"Washington, D.C., is such a beautiful city, particularly in the spring as the trees begin to bud with the cherry blossoms," Bank says. "With the city's rich and historical background, its diverse culture and the international atmosphere, it's a great city in which to live and work."
As a lobbyist for the University, Bank represents U-M on a number of important issues, including charitable tax, pension, visa and immigration policies as they relate to higher education.
The U-M office was one of the first university-affiliated branches to open in D.C. in 1990. Congress works on a large number issues that impact the University. Office staff members work closely with the Michigan congressional delegation, other university representatives, and higher education and research associations to influence legislative decisions that may affect U-M educational and research missions.
Bank, who grew up just outside of Detroit in Oakland County, relocated to Washington after graduating from U-M in 1982 with a degree from the School of Natural Resources.

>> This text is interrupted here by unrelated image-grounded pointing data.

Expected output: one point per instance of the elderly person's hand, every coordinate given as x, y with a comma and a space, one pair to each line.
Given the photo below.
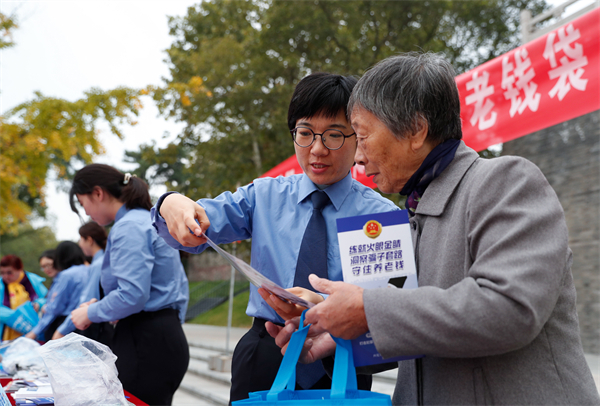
343, 313
180, 214
318, 344
287, 310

She worked at several nonprofit agencies and companies before getting a job with the University.
"I had always been very involved and active in the D.C.-affiliated Alumni Club," Bank says, adding she was a liaison for the club's Congressional Breakfast Committee. While serving in that role in 1995, she learned of the open position and applied. "I love coming into work every day and representing the University because I truly believe what I'm doing will improve campus and student life," she says.
Bank can't recall a bad moment working in the office. One of her most memorable days on the job involved Bo Schembechler, beloved Michigan football coach who died in November.

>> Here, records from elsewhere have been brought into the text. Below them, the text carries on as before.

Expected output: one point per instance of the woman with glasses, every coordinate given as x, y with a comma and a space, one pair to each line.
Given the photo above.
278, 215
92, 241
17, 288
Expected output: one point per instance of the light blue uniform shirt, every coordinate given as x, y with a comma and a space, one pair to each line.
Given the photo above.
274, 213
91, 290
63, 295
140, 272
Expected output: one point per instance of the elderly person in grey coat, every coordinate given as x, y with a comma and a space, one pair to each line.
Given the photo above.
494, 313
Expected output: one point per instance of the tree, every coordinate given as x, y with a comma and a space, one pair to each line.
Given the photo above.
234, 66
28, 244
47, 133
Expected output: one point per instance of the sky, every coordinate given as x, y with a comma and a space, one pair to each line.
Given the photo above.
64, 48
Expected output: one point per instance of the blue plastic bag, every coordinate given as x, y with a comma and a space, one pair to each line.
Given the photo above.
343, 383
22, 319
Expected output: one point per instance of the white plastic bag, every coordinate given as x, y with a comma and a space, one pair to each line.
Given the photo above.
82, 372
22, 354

"The NCAA had arranged a day to spend on the Hill with Bo Schembechler to promote legislation that would close a loophole that currently exists in law allowing gambling on college sports (bets can only be placed in Nevada)," Bank recalls.
"Bo was struck by all the attention he received; at one point he said to me 'I can't believe people still care so much about me!' It was a truly inspiring and heartfelt day, encompassing what the Michigan spirit is all about. It was especially emotional for me because I attended the University while he was still head coach."

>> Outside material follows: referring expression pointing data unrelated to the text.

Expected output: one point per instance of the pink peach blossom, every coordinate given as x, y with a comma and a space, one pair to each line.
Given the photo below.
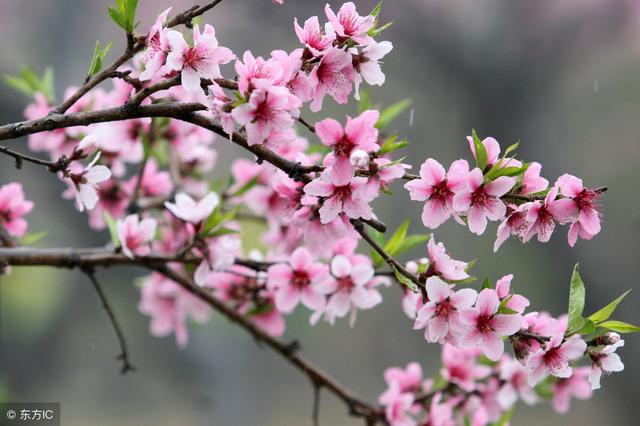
441, 264
605, 361
481, 200
554, 358
440, 316
576, 386
332, 76
12, 207
349, 24
350, 197
486, 326
584, 202
202, 60
437, 189
135, 235
298, 281
359, 134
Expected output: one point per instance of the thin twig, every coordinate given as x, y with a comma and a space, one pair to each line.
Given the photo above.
391, 261
124, 353
52, 166
315, 412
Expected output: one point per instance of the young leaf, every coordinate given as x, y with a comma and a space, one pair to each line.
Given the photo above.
481, 152
396, 239
373, 32
576, 299
604, 313
402, 279
28, 83
511, 148
376, 10
486, 283
111, 224
391, 112
365, 102
412, 241
246, 187
123, 13
619, 326
34, 237
99, 53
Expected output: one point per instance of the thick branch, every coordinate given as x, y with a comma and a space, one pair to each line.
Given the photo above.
100, 256
88, 258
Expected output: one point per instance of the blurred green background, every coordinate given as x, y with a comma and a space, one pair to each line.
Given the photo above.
562, 76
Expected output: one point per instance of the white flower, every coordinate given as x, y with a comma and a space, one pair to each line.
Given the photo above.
605, 361
86, 183
188, 210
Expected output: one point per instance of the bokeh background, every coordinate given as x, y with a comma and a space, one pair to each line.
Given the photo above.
562, 76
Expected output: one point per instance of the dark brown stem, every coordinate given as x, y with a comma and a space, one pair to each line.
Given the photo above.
87, 259
391, 261
52, 166
124, 353
187, 16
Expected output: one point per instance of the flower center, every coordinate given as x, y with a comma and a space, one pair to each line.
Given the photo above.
483, 324
441, 191
300, 279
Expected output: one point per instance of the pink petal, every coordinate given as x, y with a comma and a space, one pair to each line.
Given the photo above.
507, 325
287, 298
488, 302
329, 131
432, 172
341, 266
493, 346
437, 290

The office reflects the same Michigan spirit. A wall poster depicts the U-M solar car crossing the Canadian border; another illustrates the different libraries on campus. Staff members collect artwork that depicts the Ann Arbor atmosphere and they rely on people to send updated campus posters.
A Big 10 atmosphere exists in the building as well. Located next door is the Michigan State University Washington, D.C., Office. The Big 10 federal relations officers meet once a month in the U-M office as well.
Bank lives in Chevy Chase, Md., with husband Richard, who owns a travel agency, and son Matthew, 9, a fourth-grader who already knows what he wants to do with his life: attend the University where he'll play baseball and after graduation play for the Detroit Tigers. Bank spends much of her free time with Matthew and his activities.